Victims of chemical attacks in Syria file complaint with Swedish police


STOCKHOLM (Reuters) - Lawyers representing victims of chemical weapons attacks in Syria filed a criminal complaint with Swedish police on Monday, calling for an investigation into the role of officials in President Bashar al-Assad's government.

Allegations of war crimes can be investigated by Swedish police regardless of where they were committed.

Similar legal actions, taken by groups such as Civil Rights Defenders, the Syrian Center for Media and Freedom of Expression, Syrian Archive, and the Open Society Justice Initiative on behalf of victims have already been launched in Germany and France.

"The groups call on Swedish judicial authorities to open an investigation into these attacks, so that Syrian officials responsible for these war crimes can be put on trial under the principle of universal jurisdiction," the groups behind the legal action said in a statement.

The Syrian government denies ever using chemical weapons against its own civilians in the course of conflict with rebel forces. The conflict, which began in 2011, has largely subsided with Assad having regained control of most key territory with Russian and Iranian military support.

According to the complaint, the Syrian government used chemical weapons in attacks on the opposition-held towns of Ghouta in 2013 and Khan Sheikhoun in 2017. Hundreds of civilians, including children, were killed.

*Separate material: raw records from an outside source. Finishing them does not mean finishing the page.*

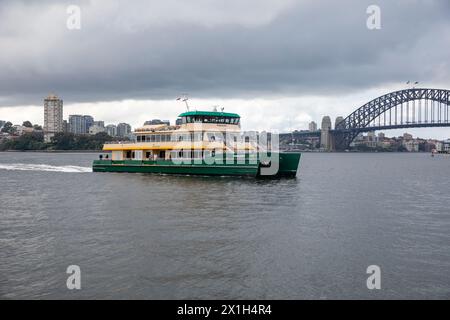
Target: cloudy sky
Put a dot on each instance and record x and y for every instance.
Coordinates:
(279, 63)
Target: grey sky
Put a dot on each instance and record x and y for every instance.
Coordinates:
(157, 49)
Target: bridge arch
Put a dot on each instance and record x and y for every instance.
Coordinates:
(394, 110)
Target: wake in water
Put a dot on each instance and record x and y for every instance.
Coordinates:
(43, 167)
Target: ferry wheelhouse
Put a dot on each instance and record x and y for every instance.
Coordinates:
(201, 143)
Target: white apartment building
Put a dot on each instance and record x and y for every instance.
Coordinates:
(53, 116)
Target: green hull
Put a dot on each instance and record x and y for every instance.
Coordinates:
(288, 166)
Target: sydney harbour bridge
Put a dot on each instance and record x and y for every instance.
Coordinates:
(409, 108)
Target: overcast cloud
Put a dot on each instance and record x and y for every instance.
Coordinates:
(256, 51)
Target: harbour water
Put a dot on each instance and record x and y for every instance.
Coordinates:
(177, 237)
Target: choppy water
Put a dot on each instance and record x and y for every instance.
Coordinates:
(150, 236)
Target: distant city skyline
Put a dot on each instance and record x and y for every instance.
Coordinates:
(280, 64)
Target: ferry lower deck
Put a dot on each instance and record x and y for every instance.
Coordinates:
(287, 166)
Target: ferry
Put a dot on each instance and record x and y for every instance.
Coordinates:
(201, 143)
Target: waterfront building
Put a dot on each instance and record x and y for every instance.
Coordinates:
(446, 146)
(156, 121)
(99, 123)
(111, 130)
(411, 145)
(123, 130)
(53, 116)
(88, 122)
(325, 137)
(76, 124)
(312, 126)
(407, 136)
(94, 129)
(80, 124)
(66, 127)
(338, 120)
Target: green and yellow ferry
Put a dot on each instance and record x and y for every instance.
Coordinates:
(201, 143)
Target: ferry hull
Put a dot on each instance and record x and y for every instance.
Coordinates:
(288, 166)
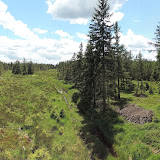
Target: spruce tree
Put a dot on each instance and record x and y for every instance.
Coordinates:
(100, 39)
(1, 68)
(24, 67)
(118, 50)
(30, 68)
(17, 68)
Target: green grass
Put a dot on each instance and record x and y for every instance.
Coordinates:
(36, 123)
(34, 116)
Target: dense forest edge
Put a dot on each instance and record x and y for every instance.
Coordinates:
(71, 110)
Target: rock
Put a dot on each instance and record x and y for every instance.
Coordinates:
(135, 114)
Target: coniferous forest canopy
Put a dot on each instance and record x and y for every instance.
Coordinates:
(103, 104)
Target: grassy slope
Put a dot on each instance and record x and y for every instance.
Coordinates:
(34, 115)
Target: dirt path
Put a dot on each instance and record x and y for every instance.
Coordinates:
(96, 129)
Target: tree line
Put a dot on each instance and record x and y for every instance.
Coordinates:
(24, 67)
(106, 68)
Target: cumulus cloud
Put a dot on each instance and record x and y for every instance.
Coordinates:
(18, 27)
(117, 16)
(40, 51)
(138, 43)
(78, 11)
(82, 36)
(40, 31)
(63, 34)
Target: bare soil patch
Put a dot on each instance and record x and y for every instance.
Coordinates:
(135, 114)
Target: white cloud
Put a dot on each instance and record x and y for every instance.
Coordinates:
(117, 16)
(78, 11)
(82, 36)
(63, 34)
(40, 31)
(137, 43)
(18, 27)
(40, 51)
(79, 21)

"In the ten years since the first assaults on pro-democracy protesters in Syria, the government has used chemical weapons more than 300 times to terrorize the civilian population," said Steve Kostas, a lawyer at the Justice Initiative.

"Swedish authorities can join their counterparts in France and Germany to jointly investigate the use of chemical weapons in Syria and demonstrate that there will be no impunity for the perpetrators of these crimes," he said in a statement.

A U.N.-commissioned investigation to identify those behind chemical attacks in Syria concluded in 2017 that Syrian government forces had used chlorine and sarin gas.

The first trial of suspected members of Assad's security services for crimes against humanity, including torture and sexual assault, began in a German court in April 2020.